Freddie Mac is out with their housing forecast for the next couple of years. Their view is that the market will adjust to the big slowdown we saw in 2018 and resume modest growth. That said, they see originations down slightly in 2019 and 2020, largely driven by a continued uptick in interest rates, but the worst of the decline is behind us. Purchases activity will increase, however the refi business will continue to decline. Interestingly, they see housing starts continue to lag historical levels despite the pent-up demand.
The new 2019 conforming limits are out, and the new limit for SFR is 484,350, a 6.9% increase from 2018. Hi bal limits for SFR is 726,525. The multi-unit limits also increased by the same percentage.

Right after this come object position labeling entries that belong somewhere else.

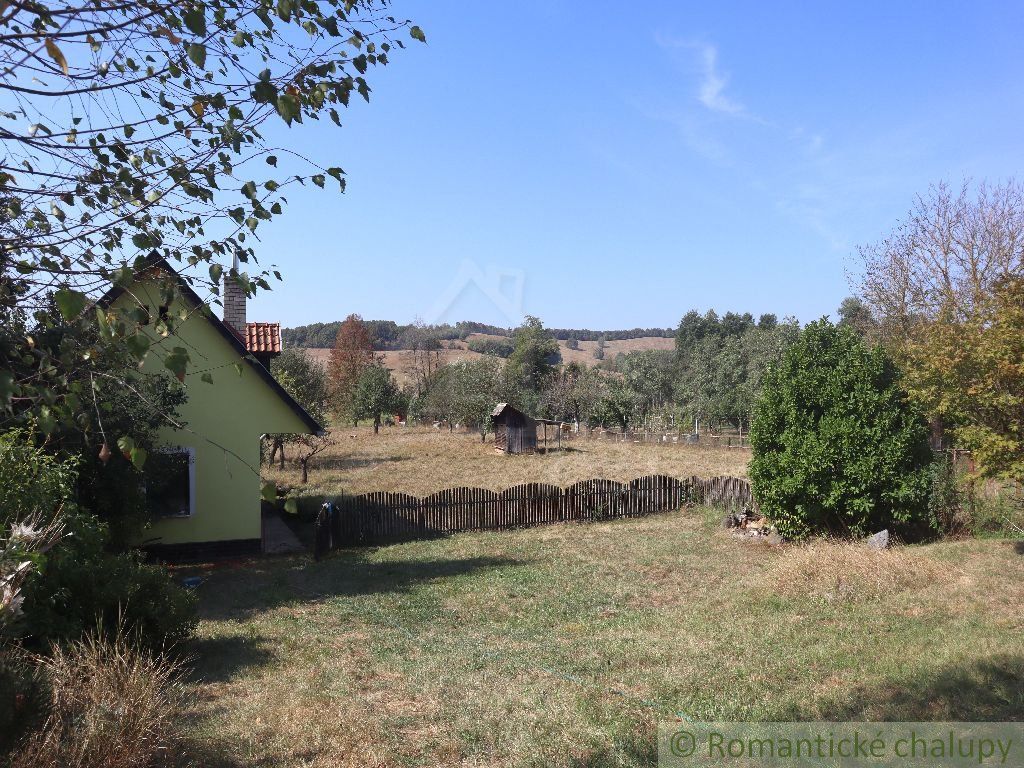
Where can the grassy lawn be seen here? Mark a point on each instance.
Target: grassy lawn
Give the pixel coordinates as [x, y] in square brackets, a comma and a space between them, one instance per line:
[564, 645]
[420, 461]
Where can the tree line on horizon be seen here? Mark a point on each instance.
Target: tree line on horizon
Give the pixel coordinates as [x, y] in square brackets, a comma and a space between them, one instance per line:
[388, 335]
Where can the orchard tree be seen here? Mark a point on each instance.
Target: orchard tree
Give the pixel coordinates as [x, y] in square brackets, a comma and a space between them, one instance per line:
[133, 128]
[376, 394]
[938, 271]
[853, 312]
[573, 393]
[971, 373]
[535, 354]
[477, 389]
[352, 353]
[944, 257]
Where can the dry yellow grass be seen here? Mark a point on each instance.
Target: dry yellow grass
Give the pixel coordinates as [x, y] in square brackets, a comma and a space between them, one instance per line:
[422, 460]
[850, 571]
[110, 705]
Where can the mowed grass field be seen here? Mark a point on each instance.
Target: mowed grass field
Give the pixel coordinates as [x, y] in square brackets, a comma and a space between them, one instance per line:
[564, 645]
[400, 360]
[423, 460]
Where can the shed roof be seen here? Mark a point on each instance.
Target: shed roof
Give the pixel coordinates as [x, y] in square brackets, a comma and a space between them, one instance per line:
[155, 260]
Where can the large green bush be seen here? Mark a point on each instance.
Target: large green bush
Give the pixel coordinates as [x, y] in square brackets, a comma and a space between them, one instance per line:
[80, 583]
[838, 448]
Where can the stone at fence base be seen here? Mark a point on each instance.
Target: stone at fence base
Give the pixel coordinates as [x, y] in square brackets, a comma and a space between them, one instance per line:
[878, 542]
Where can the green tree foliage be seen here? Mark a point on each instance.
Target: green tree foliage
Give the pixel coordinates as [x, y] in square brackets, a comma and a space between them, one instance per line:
[376, 394]
[79, 581]
[352, 353]
[573, 393]
[306, 381]
[535, 355]
[719, 375]
[131, 128]
[838, 446]
[853, 312]
[478, 387]
[498, 347]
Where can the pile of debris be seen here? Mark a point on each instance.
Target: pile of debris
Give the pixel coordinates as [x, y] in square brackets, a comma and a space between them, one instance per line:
[750, 524]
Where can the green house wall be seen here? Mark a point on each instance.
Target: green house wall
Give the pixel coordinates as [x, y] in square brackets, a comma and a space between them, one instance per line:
[223, 423]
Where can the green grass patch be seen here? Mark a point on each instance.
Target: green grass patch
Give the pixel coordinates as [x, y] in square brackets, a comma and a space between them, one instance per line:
[565, 645]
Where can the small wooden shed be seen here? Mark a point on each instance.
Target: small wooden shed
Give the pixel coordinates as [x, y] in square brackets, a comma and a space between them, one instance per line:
[514, 431]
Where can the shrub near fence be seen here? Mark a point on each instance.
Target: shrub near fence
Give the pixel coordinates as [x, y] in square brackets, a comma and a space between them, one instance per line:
[386, 517]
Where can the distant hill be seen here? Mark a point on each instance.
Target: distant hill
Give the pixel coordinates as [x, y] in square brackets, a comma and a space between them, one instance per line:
[389, 336]
[400, 360]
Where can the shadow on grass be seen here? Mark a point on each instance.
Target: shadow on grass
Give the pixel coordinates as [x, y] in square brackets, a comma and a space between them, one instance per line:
[991, 689]
[262, 585]
[218, 659]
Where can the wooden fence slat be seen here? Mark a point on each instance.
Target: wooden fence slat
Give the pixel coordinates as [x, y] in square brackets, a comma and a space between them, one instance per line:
[381, 517]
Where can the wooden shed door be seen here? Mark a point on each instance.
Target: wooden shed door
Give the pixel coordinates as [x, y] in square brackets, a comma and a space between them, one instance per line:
[515, 439]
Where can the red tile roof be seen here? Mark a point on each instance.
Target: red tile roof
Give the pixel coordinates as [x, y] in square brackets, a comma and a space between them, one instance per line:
[263, 337]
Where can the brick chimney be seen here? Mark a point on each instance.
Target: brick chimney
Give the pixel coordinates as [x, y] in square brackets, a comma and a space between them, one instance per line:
[235, 301]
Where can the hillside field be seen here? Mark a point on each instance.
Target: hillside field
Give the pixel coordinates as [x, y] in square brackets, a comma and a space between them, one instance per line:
[423, 460]
[398, 360]
[565, 645]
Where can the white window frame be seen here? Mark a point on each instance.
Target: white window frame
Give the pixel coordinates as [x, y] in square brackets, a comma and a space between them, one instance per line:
[192, 479]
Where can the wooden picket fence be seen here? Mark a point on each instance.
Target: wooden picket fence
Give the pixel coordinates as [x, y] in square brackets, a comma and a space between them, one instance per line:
[383, 517]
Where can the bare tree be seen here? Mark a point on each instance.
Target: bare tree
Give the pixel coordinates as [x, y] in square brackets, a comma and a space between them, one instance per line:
[945, 256]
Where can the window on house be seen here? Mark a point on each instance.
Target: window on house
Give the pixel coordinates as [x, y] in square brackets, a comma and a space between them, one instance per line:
[170, 482]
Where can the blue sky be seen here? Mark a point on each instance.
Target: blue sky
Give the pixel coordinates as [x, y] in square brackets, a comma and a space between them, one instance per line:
[609, 166]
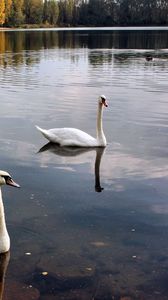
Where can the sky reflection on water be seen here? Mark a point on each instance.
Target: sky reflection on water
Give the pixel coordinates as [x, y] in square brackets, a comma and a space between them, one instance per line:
[91, 244]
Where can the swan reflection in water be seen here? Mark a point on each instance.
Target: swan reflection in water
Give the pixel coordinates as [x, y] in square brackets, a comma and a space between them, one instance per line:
[75, 151]
[4, 260]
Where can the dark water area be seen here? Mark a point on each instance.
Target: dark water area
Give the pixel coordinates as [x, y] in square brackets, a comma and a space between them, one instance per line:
[86, 223]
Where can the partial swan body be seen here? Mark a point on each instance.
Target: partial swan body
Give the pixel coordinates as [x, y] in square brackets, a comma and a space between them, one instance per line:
[5, 178]
[77, 138]
[76, 151]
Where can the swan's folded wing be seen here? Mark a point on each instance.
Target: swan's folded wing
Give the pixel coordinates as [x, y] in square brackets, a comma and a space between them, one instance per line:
[71, 137]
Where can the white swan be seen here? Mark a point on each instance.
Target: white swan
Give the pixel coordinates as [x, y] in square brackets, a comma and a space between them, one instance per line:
[5, 178]
[78, 138]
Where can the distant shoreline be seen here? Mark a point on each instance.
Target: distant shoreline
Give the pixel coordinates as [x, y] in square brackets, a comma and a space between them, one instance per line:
[84, 28]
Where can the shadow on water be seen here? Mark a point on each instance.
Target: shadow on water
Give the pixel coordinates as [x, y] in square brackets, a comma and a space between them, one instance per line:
[75, 151]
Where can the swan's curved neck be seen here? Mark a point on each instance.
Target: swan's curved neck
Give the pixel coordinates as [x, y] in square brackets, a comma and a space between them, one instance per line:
[4, 237]
[100, 134]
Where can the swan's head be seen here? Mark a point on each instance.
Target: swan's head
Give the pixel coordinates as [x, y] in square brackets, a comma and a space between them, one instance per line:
[5, 178]
[103, 101]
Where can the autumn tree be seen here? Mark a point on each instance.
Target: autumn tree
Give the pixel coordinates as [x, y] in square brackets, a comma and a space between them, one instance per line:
[33, 10]
[2, 12]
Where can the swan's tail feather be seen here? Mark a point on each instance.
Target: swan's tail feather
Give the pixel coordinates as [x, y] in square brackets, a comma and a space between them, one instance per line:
[44, 132]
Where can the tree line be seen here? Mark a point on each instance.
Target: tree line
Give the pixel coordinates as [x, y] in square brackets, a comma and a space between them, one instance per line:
[83, 12]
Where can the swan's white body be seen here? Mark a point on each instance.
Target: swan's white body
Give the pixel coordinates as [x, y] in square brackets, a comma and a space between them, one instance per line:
[75, 137]
[5, 178]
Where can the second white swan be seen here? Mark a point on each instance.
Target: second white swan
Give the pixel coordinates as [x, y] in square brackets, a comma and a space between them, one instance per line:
[78, 138]
[5, 178]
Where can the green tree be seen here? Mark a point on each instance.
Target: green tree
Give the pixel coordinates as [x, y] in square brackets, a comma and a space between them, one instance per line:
[8, 7]
[33, 11]
[16, 17]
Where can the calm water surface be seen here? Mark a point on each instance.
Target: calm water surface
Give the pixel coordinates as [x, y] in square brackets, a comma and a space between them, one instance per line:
[86, 224]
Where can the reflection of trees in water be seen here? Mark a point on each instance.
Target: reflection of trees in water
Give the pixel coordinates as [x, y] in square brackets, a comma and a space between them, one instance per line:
[16, 45]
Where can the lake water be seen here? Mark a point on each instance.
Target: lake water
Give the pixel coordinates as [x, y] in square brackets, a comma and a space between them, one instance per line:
[86, 224]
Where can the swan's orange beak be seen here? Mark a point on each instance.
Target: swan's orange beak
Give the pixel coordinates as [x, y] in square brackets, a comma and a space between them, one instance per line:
[11, 182]
[105, 103]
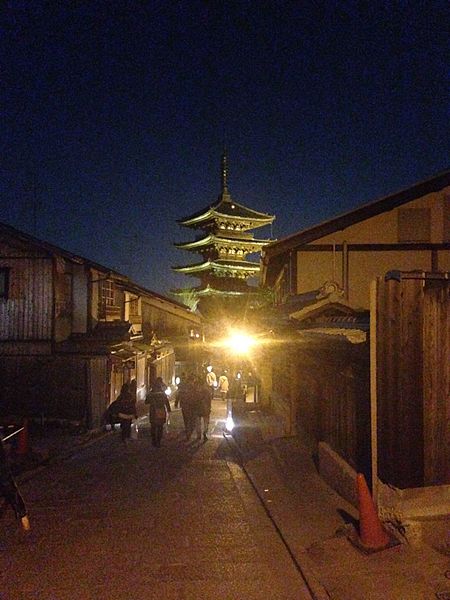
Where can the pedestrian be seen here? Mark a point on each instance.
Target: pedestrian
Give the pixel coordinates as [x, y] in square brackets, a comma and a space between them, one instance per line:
[126, 411]
[186, 398]
[181, 382]
[159, 407]
[223, 385]
[203, 398]
[10, 491]
[211, 380]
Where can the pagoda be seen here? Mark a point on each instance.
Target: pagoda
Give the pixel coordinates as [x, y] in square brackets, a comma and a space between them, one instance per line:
[224, 242]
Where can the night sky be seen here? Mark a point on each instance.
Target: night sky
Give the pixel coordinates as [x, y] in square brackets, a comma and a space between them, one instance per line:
[114, 115]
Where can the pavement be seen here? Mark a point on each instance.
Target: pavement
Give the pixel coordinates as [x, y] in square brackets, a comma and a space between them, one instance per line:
[312, 520]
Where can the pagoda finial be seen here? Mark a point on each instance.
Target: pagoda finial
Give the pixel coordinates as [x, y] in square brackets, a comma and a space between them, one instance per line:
[224, 172]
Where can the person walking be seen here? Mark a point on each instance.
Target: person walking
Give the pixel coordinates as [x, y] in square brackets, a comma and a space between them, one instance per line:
[211, 380]
[159, 407]
[126, 411]
[10, 491]
[203, 398]
[223, 386]
[186, 398]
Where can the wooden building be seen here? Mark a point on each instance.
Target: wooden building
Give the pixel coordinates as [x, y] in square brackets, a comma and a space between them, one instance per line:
[225, 242]
[73, 331]
[321, 280]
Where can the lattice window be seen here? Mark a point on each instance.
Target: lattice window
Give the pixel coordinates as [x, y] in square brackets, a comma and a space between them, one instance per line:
[4, 283]
[107, 293]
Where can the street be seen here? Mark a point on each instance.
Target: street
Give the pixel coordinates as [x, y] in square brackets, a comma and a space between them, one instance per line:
[180, 521]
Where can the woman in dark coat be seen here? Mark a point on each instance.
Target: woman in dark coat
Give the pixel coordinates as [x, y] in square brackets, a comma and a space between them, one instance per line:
[126, 411]
[10, 492]
[159, 406]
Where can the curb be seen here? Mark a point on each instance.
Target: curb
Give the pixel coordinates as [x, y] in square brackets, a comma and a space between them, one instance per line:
[59, 456]
[302, 563]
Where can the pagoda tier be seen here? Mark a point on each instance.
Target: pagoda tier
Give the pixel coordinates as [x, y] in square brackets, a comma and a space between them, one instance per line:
[224, 245]
[222, 268]
[227, 215]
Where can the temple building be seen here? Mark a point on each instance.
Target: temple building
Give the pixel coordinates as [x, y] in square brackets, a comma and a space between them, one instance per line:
[224, 242]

Yesterday, I mentioned an article in the Wall Street Journal about the Dallas home market and how it is the “canary in the coal mine” for the US real estate market. Builders are beginning to have to offer discounts / amenities in order to attract buyers, who are becoming more cautious following a rise in real estate markets. The Dallas market is interesting because Texas is more restrictive in terms of cash-out refinances. Take a look at the charts below. Dallas is the grey line. You can see they largely missed out a lot of the torrid growth during the bust years, but prices held up during the bust (they barely fell). However, take a look at the chart on the right, which shows the relative performance of several MSAs following the quarter when the US in general bottomed (late 2011). Dallas has well outperformed the US, and their appreciation is comparable to Silicon Valley. The Dallas market does indeed look toppy, and probably has more in common with the high flyers than the rest of the US. The median house price to income ratio is Dallas is 6, versus 4.4 for the rest of the US. Note as well how poorly the NYC metro area is doing. Fairfield County, CT (Stamford / Bridgeport), North Jersey (Newark) and Westchester (NYC area) are all just barely off the bottom. They have barely participated in the rebound seen in the rest of the country.